Report a security issue

Filing a security issue is a great way to contribute to the Fuchsia project. Security issue reports that relate to Fuchsia may be eligible for reward payments under the Android and Google Devices Security Reward Program.

For more information on the program's details and eligibility, see Android and Google Devices Security Reward Program and Google Bug Hunters - Fuchsia.

Note: You need a Google account to report a bug to the Program.

Report a new security issue

To report a security issue in Fuchsia, use the Google Bug Hunters reporting form and provide the details of your issue.

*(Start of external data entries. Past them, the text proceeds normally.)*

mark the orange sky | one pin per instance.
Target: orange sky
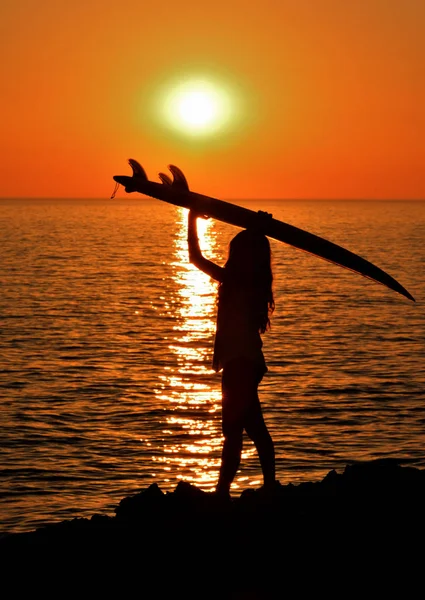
(332, 96)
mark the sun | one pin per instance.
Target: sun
(197, 107)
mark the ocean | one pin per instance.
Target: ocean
(106, 336)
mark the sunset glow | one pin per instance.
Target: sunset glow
(323, 100)
(197, 107)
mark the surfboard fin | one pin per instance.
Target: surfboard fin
(138, 170)
(179, 180)
(165, 179)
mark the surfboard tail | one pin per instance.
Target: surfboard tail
(176, 191)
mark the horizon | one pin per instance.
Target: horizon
(323, 101)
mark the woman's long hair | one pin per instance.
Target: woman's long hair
(248, 277)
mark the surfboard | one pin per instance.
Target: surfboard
(176, 191)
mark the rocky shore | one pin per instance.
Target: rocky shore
(359, 531)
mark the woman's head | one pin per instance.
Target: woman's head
(249, 252)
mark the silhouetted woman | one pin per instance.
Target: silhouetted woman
(245, 303)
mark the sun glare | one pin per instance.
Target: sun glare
(197, 107)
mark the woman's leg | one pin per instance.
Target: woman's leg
(259, 434)
(236, 388)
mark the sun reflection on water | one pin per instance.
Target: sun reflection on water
(190, 392)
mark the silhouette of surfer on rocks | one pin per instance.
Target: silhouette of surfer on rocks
(245, 305)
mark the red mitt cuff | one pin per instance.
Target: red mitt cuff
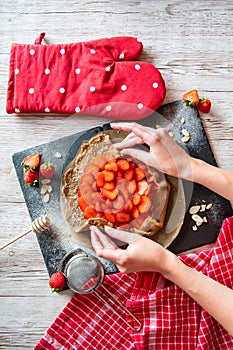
(96, 77)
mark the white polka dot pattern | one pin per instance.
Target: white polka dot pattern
(72, 78)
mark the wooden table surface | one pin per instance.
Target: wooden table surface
(190, 42)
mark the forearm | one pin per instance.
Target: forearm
(214, 297)
(216, 179)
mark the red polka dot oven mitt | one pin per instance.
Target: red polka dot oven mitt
(98, 77)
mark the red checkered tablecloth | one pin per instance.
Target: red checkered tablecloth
(170, 318)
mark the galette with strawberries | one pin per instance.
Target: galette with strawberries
(102, 187)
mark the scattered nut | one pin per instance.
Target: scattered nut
(185, 139)
(194, 209)
(197, 219)
(185, 132)
(46, 198)
(44, 189)
(203, 208)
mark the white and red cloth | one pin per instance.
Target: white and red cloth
(171, 319)
(98, 77)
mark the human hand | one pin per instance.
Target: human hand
(141, 254)
(164, 155)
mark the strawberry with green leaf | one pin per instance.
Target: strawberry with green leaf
(31, 177)
(32, 161)
(204, 105)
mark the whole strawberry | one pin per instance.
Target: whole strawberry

Complete the issue template

Please include the following information in your issue description.

Bug or vulnerability details

Provide a brief explanation of the security issue, including any of the following:

  • The location of that issue in the code or in the user interface.
  • The category of the security issue. Categories include buffer overflow, phishing, broken cryptography, authorization bypass, etc.
  • The types of assets affected. Asset types include browser cookies, control of a device, personally-identifiable information, etc.

Version information

Provide any version information associated with your security issue, for example:

  • fuchsia.git revision number
  • Fuchsia version number
  • Product name (for example, Nest Hub)

Steps to reproduce / proof-of-concept

Provide a demonstration or list of steps needed to reproduce the security issue.

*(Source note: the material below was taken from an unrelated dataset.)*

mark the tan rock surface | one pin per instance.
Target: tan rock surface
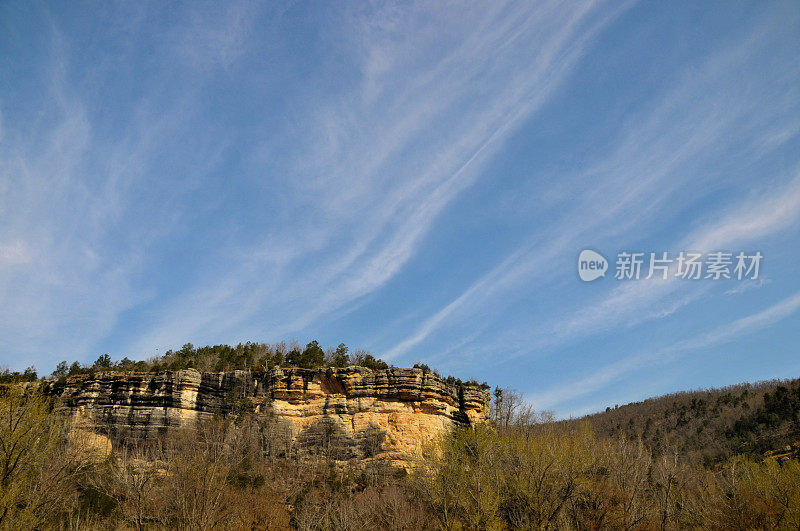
(352, 413)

Demonstration information can include the following:

  • Source code
  • Address Sanitizer dumps
  • Debugger output
  • Example inputs, for example, a JPEG file that crashes the JPEG handler

Minimize the proof-of-concept files and attach them directly to the issue, not within zip or other archive formats.

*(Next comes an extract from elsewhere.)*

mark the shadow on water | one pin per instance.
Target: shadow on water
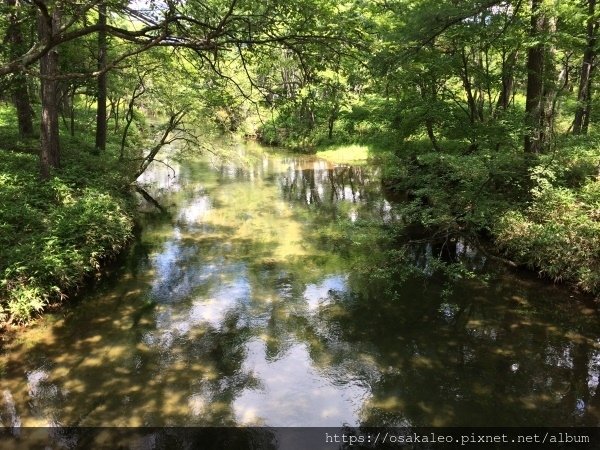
(235, 310)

Be sure to remove any content not required to demonstrate the issue, including any personal or confidential information.

Credit information for Common Vulnerabilities and Exposures (CVE) and/or Release Notes

Published security issues are publicly visible. For example, a security issue can be published as a CVE or as a part of the release notes. If you‘d like to be credited for your discovery, provide a one-line description stating how you’d like to be publicly credited. You can use your name, a pseudonym, or you can remain anonymous.

Issue resolution

The Fuchsia Security Team triages incoming issues and assigns those issues to the appropriate team. The assigned team can then prioritize, assign, and respond to the issue with guidance from Fuchsia Security.